The Bills dismissed director of analytics Michael Lyons and system analyst Peter Linton, Tim Graham of the Buffalo News reports.

Beane, who inherited the analytics staff when he took the Buffalo G.M. job in May, is expected to hire new people for a new analytics department, but it’s unclear exactly what they’ll do in Buffalo. When Bills President Russ Brandon has discussed the analytics people in the past, he detailed their work in areas such as helping the team determine the right ticket prices. That’s not exactly what disciples of Bill James think of when they think of analytics.

It’s unclear how much Beane and Bills coach Sean McDermott think analytics can help with roster building and in-game strategy, but whatever plans the Bills have in the analytics realm, they’ll be going in a different direction.

11 responses to “Bills axe analytics staff

  1. People get confused when they hear about analytics.

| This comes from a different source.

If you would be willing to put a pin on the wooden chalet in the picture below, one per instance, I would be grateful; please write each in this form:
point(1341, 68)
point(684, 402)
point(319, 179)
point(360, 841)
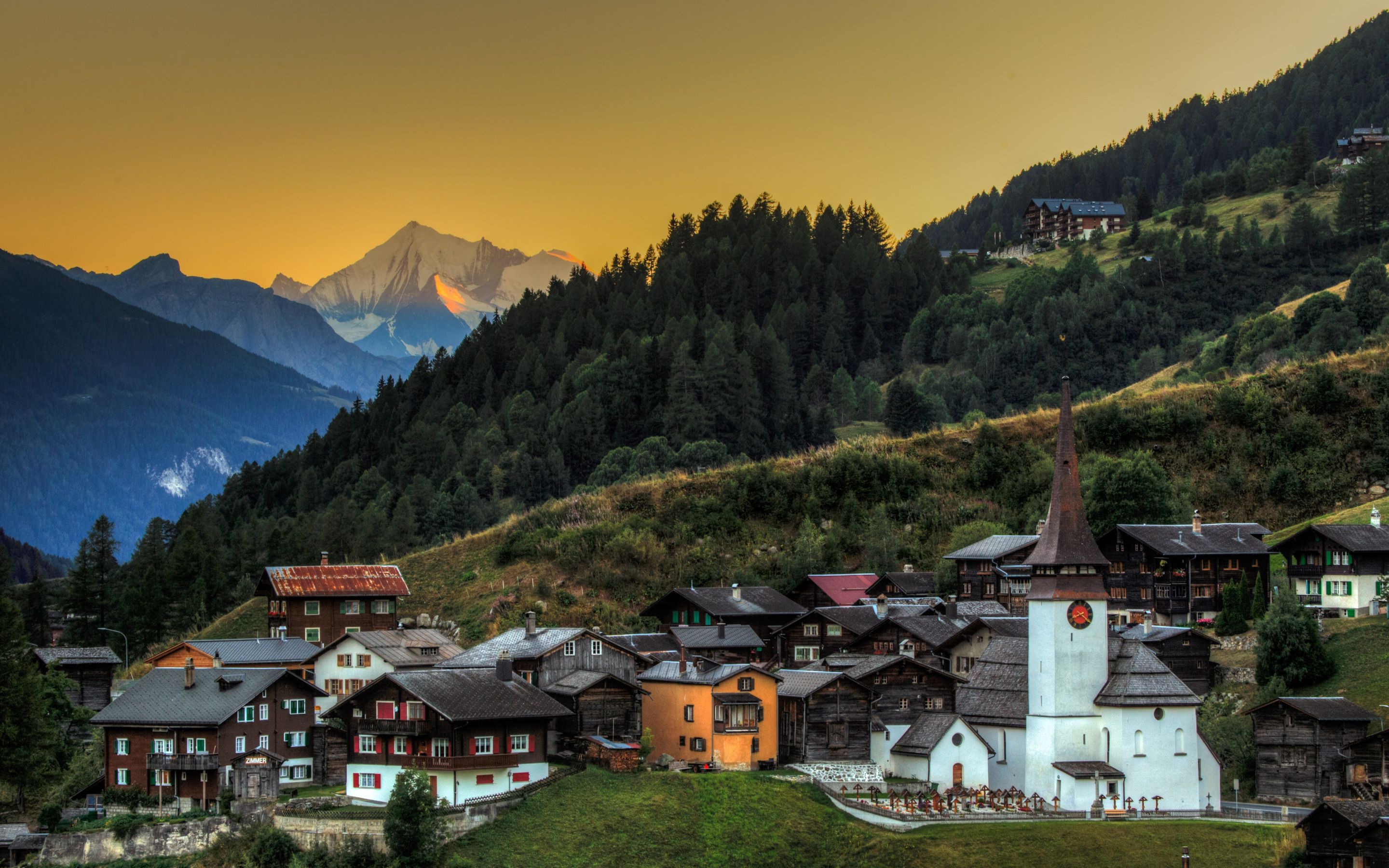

Smart NFL people have been using analytics for decades. They’ve been analyzing game strategy and player personnel from video tape. Tape study has always been a much more accurate way to analyze, but it’s more time consuming. Much more time consuming. So there is a new generation of “lazy” people who are looking for short cuts. They’re trying to analyze football with measurements and other things that are related to football, but they’re not football. But they can do it in a fraction of the time and then hit the golf course or the local pubs. Eventually they end up in the unemployment line.

  2. Sashay Brown, formerly of the Browns, is available. You can see the “job” he did on, er with the Browns. Think of all those draft picks you can accumulate over the years and all the passes on guys like Wentz and Winston. He’ll get your salary cap way low, too. Win/win for everyone.

  3. “Make the Bills great again”?

    In order to get back to greatness, you need to have been there first and the Bills have never won a thing.

  4. If I’m running a company of any type, football team or not, I want my stats guys to be able to analyze ANY data they’re given. “Hey, get me a comprehensive report on 4th down plays by Friday.” Done. “Hey, get me a report on success rates by positon at our current draft slot.” Done. Numbers are numbers and the data is available for everything. They don’t need to be football guys BUT the football guys need to be asking them for the right information and then use it correctly. Your stat guy shouldn’t be making decisions, just crunching numbers for you.